Auf dem Weg zum Passionsspielhaus empfängt die Oberammergauer Kreuzkirche Touristen wie Einheimische neuerdings wie ein Ausrufezeichen: Ein sattes Terracotta-Rot ziert die Fassade, statt des sanften gelben Anstrichs von früher. "Wir haben uns eine selbstbewusste Farbe gewünscht", sagt Gisela Wagner, Vertrauensfrau des Kirchenvorstands. Eine Exkursion nach Innsbruck brachte den KV auf die mediterrane Farbspur – nun kommt schon rein optisch niemand mehr an dem Kirchlein vorbei, das 1928 an der Stelle eines Stalls entstanden war.

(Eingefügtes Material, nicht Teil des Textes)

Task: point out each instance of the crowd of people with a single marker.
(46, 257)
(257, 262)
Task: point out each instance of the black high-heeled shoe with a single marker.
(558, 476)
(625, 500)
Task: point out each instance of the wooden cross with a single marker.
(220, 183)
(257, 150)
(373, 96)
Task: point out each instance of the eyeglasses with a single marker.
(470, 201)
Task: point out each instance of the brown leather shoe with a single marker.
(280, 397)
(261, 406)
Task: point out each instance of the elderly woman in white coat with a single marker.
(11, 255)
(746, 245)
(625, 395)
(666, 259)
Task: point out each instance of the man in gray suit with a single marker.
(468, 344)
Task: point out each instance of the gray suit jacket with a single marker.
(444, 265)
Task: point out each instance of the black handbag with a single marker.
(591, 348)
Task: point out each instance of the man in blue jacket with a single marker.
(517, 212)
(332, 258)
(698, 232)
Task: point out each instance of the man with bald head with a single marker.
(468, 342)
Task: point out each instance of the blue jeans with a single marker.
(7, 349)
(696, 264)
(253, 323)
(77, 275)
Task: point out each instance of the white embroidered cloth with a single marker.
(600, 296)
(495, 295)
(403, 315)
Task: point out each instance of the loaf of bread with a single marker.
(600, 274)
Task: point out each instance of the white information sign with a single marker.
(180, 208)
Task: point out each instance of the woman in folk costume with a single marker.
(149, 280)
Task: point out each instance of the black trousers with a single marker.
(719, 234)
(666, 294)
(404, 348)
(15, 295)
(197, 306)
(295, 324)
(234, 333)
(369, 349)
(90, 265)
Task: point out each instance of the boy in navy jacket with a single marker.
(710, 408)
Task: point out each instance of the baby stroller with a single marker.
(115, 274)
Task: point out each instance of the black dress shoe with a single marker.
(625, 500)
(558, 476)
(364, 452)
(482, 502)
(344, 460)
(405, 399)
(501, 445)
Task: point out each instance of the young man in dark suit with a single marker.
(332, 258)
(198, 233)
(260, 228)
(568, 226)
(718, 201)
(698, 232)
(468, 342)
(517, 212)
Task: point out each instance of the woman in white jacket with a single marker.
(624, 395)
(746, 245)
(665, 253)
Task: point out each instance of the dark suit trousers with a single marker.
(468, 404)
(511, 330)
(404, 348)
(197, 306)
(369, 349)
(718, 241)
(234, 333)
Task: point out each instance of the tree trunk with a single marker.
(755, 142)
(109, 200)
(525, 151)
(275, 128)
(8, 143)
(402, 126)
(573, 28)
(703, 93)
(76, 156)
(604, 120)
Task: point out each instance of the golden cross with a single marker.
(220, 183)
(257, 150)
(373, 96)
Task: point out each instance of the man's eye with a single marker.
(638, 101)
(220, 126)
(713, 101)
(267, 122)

Doch die Farbe ist nicht die einzige bemerkenswerte Verwandlung. Eine Mauernische zur Straßenseite und eine gepflasterte Lutherrose markieren den alten Eingang – jetzt öffnet die Kirche ihre Türen an der Stirnseite, auf die jeder direkt zuläuft, der vom Ortskern zum nur 50 Meter hinter der Kreuzkirche liegenden Passionstheater will. "Wir sind Station auf dem Weg zur Passion ", sagt Pfarrer Peter Sachi – dass es eine evangelische Kirche mitten im Dorf gebe, sei durch den Umbau neu bewusst geworden.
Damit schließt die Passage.